The human retina, especially the pigment epithelium layer, has abundant SST and SSTR [135]. It has been determined that there is a lower concentration of SST in patients with DR and DME compared to controls [136]. The low intravitreal levels of SST in patients with proliferative DR and DME contribute to angiogenesis in response to ischemia characteristic of the proliferative form of DR, as well as to the disruption of the blood–retina barrier involved in the pathogenesis of DME. Experimental studies have shown that SSAs exert a neuromodulator and antiangiogenic effect on the retina, preventing hemorrhagic and proliferative phenomena and improving the integrity of the blood–retina barrier [137].
In addition, GH and IGF-1 levels play an important role in the pathogenesis of DR. GH inhibition is another beneficial effect of SSAs on DR [138,139]. A reduction in the risk of hemorrhages and other retinal vitreous complications has been demonstrated in diabetics with proliferative DR on treatment with SSAs [134,140,141].

5.3.3. Graves’ Orbitopathy

Graves’ orbitopathy is an extrathyroid manifestation of autoimmune hyperthyroidism.

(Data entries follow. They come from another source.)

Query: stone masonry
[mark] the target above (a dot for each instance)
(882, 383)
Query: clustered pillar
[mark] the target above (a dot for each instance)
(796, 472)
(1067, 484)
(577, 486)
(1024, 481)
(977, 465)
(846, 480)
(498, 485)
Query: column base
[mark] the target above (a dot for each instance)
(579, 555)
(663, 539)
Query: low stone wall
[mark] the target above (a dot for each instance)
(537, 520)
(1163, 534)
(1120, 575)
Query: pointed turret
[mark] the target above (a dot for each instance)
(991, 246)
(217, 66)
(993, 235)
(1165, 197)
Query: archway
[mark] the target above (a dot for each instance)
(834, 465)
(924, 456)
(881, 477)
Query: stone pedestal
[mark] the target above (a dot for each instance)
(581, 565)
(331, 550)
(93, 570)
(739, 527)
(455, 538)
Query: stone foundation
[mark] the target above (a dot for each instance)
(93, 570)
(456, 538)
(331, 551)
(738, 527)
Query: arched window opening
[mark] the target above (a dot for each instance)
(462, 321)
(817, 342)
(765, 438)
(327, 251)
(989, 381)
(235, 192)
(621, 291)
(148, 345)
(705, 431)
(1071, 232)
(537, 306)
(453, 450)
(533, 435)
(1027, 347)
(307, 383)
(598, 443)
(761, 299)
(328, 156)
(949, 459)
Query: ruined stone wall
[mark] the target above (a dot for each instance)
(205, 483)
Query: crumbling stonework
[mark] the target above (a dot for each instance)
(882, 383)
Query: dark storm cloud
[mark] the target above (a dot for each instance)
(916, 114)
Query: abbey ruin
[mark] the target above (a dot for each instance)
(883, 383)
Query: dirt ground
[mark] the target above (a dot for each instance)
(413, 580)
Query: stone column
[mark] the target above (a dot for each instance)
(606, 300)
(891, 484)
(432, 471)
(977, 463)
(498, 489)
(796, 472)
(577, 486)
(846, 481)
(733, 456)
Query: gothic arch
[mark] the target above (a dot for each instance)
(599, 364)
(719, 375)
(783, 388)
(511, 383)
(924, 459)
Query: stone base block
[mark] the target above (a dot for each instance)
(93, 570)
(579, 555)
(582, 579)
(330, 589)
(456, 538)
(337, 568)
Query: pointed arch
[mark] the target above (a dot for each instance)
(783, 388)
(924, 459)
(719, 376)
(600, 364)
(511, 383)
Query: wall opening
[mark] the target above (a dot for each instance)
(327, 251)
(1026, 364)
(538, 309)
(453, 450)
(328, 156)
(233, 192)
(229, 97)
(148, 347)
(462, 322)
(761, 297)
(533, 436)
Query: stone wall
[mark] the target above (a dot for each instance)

SSTR is present in extraocular muscles, lymphocytes, and fibroblasts (Graves’ disease target cells), as well as immunoreactivity for IGF-1 in extraocular muscles and adipocytes [142]. Thus, SSAs act on the triggers and perpetuators of the disease by inhibiting cytokines (TNF-α, IFN-γ, IL-1, TGF-3) and growth factors (mainly IGF-1) [143].
In vivo studies have demonstrated a relationship between the presence of SSTR and the activity of thyroid orbitopathy, determined by OctreoScan® [144,145]. However, it remains to be determined whether OctreoScan® is a parameter of disease activity and a predictor of immunosuppressive therapy outcome better than clinical parameters, MRI, or measurement of glycosaminoglycan in plasma and/or urine.
Several studies in small cohorts and without a control group have shown that octreotide and lanreotide improve symptoms (Soft tissue inflammation, palpebral aperture, intraocular pressure, exophthalmos, diplopia, cornea, and visual acuity), inactivate the disease at 3 months, and reduce the use of systemic corticosteroids. Therefore, SSAs are a diagnostic, therapeutic, and predictive option of the therapeutic response to immunosuppressants of Graves’ orbitopathy in active phase [146,147,148,149].

5.3.4. Dumping Syndrome

The dumping syndrome is a set of gastrointestinal and vasomotor symptoms. It results from changes in the anatomy and physiology of the stomach. It is a frequent complication of gastric surgery (5–10%), although its frequency is higher after vagotomy with pyloroplasty (20%) and esophagectomy (50%). Dumping syndrome has two phases; early dumping occurs within 30 min after a meal and is due to the rapid transit of hyperosmolar food into the upper small bowel, while late dumping often occurs 2–3 h postprandially and is due to hypoglycemia attributed to hyperinsulinemia secondary to the rapid initial rise of blood glucose concentration [150].
Most patients with mild dumping syndrome feel better after dietary modification (particularly the reduction of carbohydrate intake), and it is considered the first-line approach. However, severe dumping symptoms (5–10%) may continue despite dietary changes [151]. SSAs may play a role in the pathophysiology of dumping syndrome because they can retard gastric emptying rate, retard transit through the small bowel, inhibit the vasoactive intestinal polypeptide, gastric inhibitory peptide, and insulin release, inhibit postprandial vasodilation and splanchnic vasoconstriction, and increase intestinal absorption of water and sodium [152].
Some studies have shown that SSAs relieve symptoms both of early and late dumping syndrome, although the benefit is greater in the former, particularly in postprandial tachycardia [153,154]. Octreotide decreases cardiac frequency, the Sigstad index score, and plasma insulin levels, and minimizes changes in orthostatic blood pressure, packed cell volume, and plasma osmolarity in subjects with dumping [155]. In the long term, octreotide has been shown to maintain its efficacy in patients with refractory dumping [156]. Sandostatin LAR (10 mg/4 weeks intramuscularly for 6 months) was as effective as octreotide in ameliorating severe dumping symptoms, and it was more effective than octreotide in increasing body weight and improving quality of life [157].
The efficacy and safety of pasireotide in late dumping syndrome was evaluated in a single-arm, multicenter, intrapatient dose-escalation, phase II study, which included 43 patients with a history of bariatric surgery or upper gastrointestinal cancer surgery. The proportion of patients without hypoglycemia was 60.5% (26 of 43 patients), 36.4% (12 of 33 patients), and 39.4% (13 of 33 patients) at the end of the pasireotide SC phase (month 3), at the end of pasireotide IM phase (month 6), and at the end of extension phase (month 12), respectively. In addition, pasireotide was associated with an improvement in health-related QoL measured via the 36-Item Short Form Health Survey and the symptoms of both early and late dumping syndrome [158].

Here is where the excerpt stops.